My primary reason for forming a small press was fear of death. If I’d gone the traditional route, I’d probably be dead before my work was in print. Other reasons for the independent press route concern the psychological system that the traditional publishing world is. I have an MA in counseling. We were trained in systems theory, where an entire family (or any type of organization) is taken as a whole. Who are the major players? How do they operate? Who’s the top dog? The bad kid?

In the traditional publishing world, writers end up psychological children forever. Once I saw that, it made me angry. I refuse to participate in such a system. I’m including a link to an article I wrote that fleshes this out more.

Where can readers purchase a copy of your book?

Amazon is the best place. Here is my author’s page.

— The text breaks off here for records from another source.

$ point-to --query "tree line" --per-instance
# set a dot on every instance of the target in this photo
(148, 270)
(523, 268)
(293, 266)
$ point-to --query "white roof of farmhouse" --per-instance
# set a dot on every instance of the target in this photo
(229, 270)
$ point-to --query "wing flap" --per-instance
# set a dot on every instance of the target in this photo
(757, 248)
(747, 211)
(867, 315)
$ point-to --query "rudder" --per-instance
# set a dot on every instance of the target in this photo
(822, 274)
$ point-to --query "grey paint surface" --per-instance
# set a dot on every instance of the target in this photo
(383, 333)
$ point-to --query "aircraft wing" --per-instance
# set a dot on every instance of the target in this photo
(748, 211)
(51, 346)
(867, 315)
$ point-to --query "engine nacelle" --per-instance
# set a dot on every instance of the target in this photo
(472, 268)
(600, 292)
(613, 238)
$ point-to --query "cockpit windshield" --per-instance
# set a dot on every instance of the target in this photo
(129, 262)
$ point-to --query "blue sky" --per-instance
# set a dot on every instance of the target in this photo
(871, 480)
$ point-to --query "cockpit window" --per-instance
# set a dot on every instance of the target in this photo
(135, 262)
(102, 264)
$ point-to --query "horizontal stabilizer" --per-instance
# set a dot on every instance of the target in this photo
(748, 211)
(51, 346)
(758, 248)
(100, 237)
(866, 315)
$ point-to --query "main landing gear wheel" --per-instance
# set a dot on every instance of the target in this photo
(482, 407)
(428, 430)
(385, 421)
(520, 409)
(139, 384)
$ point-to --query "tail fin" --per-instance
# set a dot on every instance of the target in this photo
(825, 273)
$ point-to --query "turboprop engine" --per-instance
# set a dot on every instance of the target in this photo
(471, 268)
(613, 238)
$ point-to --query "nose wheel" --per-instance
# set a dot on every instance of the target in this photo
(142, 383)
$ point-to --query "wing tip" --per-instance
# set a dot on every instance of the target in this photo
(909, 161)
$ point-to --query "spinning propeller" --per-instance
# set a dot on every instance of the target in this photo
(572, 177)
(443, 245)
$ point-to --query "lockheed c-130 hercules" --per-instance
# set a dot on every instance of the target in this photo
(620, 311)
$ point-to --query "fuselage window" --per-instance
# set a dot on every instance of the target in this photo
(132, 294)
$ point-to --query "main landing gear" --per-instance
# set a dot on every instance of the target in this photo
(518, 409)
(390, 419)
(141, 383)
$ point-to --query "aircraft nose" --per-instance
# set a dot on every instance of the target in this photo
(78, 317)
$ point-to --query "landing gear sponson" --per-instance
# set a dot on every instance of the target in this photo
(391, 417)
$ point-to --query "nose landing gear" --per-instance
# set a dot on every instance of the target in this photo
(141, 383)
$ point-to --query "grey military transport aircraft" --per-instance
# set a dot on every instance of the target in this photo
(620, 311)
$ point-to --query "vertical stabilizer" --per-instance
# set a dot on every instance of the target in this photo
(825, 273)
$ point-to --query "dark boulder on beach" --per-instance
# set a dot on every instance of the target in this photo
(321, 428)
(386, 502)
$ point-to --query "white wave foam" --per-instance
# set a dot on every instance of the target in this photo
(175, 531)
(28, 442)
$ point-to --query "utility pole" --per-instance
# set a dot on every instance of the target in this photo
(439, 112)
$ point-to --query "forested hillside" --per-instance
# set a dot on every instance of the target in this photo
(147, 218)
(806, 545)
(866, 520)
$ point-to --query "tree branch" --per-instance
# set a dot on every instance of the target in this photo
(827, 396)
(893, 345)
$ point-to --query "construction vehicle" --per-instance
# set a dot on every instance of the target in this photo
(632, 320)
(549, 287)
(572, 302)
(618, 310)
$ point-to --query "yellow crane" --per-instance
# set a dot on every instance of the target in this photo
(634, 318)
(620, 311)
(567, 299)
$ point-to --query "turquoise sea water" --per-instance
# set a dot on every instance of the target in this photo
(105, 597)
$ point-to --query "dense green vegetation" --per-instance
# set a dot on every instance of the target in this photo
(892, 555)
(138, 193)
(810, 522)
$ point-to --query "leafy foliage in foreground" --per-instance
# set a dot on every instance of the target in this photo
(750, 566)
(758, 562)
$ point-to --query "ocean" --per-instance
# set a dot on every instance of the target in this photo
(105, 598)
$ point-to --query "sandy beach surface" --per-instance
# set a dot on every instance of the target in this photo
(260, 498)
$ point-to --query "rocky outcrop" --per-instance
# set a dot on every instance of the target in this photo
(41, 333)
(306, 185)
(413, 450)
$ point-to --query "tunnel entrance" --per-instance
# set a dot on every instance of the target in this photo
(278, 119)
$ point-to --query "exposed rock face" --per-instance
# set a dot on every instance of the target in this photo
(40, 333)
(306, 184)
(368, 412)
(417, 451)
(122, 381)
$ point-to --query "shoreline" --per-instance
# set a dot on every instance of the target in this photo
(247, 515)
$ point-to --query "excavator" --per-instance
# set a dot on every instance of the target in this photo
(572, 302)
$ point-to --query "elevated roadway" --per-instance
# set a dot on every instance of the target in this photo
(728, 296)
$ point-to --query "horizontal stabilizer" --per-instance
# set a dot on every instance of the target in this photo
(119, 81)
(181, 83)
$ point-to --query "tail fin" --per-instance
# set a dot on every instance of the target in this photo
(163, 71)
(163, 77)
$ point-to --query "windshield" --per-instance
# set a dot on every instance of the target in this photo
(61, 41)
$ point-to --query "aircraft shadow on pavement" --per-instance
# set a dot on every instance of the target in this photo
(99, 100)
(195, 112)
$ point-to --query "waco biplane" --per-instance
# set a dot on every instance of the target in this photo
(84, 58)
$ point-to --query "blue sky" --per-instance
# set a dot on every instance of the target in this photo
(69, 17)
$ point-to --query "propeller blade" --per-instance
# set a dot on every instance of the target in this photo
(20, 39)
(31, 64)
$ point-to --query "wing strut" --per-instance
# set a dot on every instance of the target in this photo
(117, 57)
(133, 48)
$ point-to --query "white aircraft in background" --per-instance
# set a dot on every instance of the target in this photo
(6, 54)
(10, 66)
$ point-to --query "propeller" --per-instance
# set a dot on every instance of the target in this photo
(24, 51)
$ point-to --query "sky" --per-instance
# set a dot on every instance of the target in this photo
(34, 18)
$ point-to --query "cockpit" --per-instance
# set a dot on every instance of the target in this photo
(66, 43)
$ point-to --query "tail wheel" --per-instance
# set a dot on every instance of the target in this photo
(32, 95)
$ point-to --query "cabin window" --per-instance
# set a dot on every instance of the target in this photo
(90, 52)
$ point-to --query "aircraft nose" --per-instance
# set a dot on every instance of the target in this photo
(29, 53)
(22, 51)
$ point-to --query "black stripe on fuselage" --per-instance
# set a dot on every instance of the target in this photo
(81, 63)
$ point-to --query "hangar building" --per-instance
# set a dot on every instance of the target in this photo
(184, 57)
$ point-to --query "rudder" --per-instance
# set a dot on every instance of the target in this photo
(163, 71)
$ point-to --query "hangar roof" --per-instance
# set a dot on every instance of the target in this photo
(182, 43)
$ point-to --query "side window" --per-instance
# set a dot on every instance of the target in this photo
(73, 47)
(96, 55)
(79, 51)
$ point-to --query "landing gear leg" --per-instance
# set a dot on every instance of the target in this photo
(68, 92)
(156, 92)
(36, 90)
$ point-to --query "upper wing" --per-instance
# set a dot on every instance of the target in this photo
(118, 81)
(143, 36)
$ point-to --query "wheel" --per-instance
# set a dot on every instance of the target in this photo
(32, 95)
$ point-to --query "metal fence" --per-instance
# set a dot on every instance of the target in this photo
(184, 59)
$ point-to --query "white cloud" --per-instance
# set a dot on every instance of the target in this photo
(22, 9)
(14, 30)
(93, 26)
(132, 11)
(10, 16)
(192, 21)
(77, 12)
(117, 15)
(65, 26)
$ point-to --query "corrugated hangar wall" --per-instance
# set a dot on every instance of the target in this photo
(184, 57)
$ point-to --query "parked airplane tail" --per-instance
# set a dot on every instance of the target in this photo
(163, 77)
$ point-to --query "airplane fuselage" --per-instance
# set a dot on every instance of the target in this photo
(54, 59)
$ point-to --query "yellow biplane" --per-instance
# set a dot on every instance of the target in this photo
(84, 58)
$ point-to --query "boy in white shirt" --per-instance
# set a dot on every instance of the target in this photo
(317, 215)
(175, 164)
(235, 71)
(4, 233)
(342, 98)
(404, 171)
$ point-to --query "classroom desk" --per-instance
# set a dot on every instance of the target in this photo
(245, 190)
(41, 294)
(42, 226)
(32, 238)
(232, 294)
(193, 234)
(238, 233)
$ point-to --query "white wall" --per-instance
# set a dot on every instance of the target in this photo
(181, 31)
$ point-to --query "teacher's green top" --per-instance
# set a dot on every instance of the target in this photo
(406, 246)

You can get the print and eBook versions of everything I’ve written.

Do you have a website and/or blog where readers can find out more?

I have a website, Sandy Nathan––Writing Out of the Box. You can find all sorts of stuff there, videos of each of the books, reviews, excerpts. Info about me. I’ve even got articles that I’ve written about horses and dogs and whatever. Sign up for my newsletter, too. I very seldom send one out: just when I’ve got actual news.

Do you have a video trailer to promote your book? If yes, where can readers find it?

My website has videos about each of the books in the Tales from Earth’s End Saga. (The Angel & the Brown-eyed Boy is the first book of a three book series, all of which are out and in print and Kindle formats.) The series has it’s own blog that has all sorts of videos of the characters and about the books. There’s a great one about the whole series on YouTube. And, you can check out my YouTube channel and see vids of my books and our horses!


What is up next for you?

I have so many irons in the fire. The book we’re discussing today, The Angel & the Brown-eyed Boy, is the first book of the Tales from Earth’s End Saga. The following two books in the series, Lady Grace and Sam & Emily, are available in print and eBook forms. Readers can go directly from reading The Angel to the other two books. I’m doing blog tours with them, just like The Angel.

I’m going to write at least one more book in the Tales Saga, but it will be some time until it is completed. That’s because I’ve got two series going, the wild, futuristic sci-fi Tales and the equally imaginative, contemporary Bloodsong Series. A couple of characters from Bloodsong morph into the future and appear in Lady Grace, Tales from Earth’s End Saga II. The two series may merge in the future, or merely continue to flirt.

I need to bring the two series closer together in terms of time before writing the fourth Tales volume. That involves charging ahead with the Bloodsong Series.

Numenon: A Tale of Mysticism & Money, is the first book of the Bloodsong Series. It has been out a few years and tells what happens when the richest man in the world meets a great Native American shaman. One reviewer called it, “Bill Gates meets Don Juan.” Numenon won six national awards and was a phenomenon in its day.

I’m currently rewriting the draft manuscript of Mogollon: A Tale of Mysticism & Mayhem, the sequel to Numenon. It takes place at a Native American spiritual retreat. It’s shaping up very well and should create as much impact as Numenon did. It should be published in 2013. I’m getting ideas for Mogollon’s sequel, an ensemble piece occurring after the retreat participants return to Silicon Valley.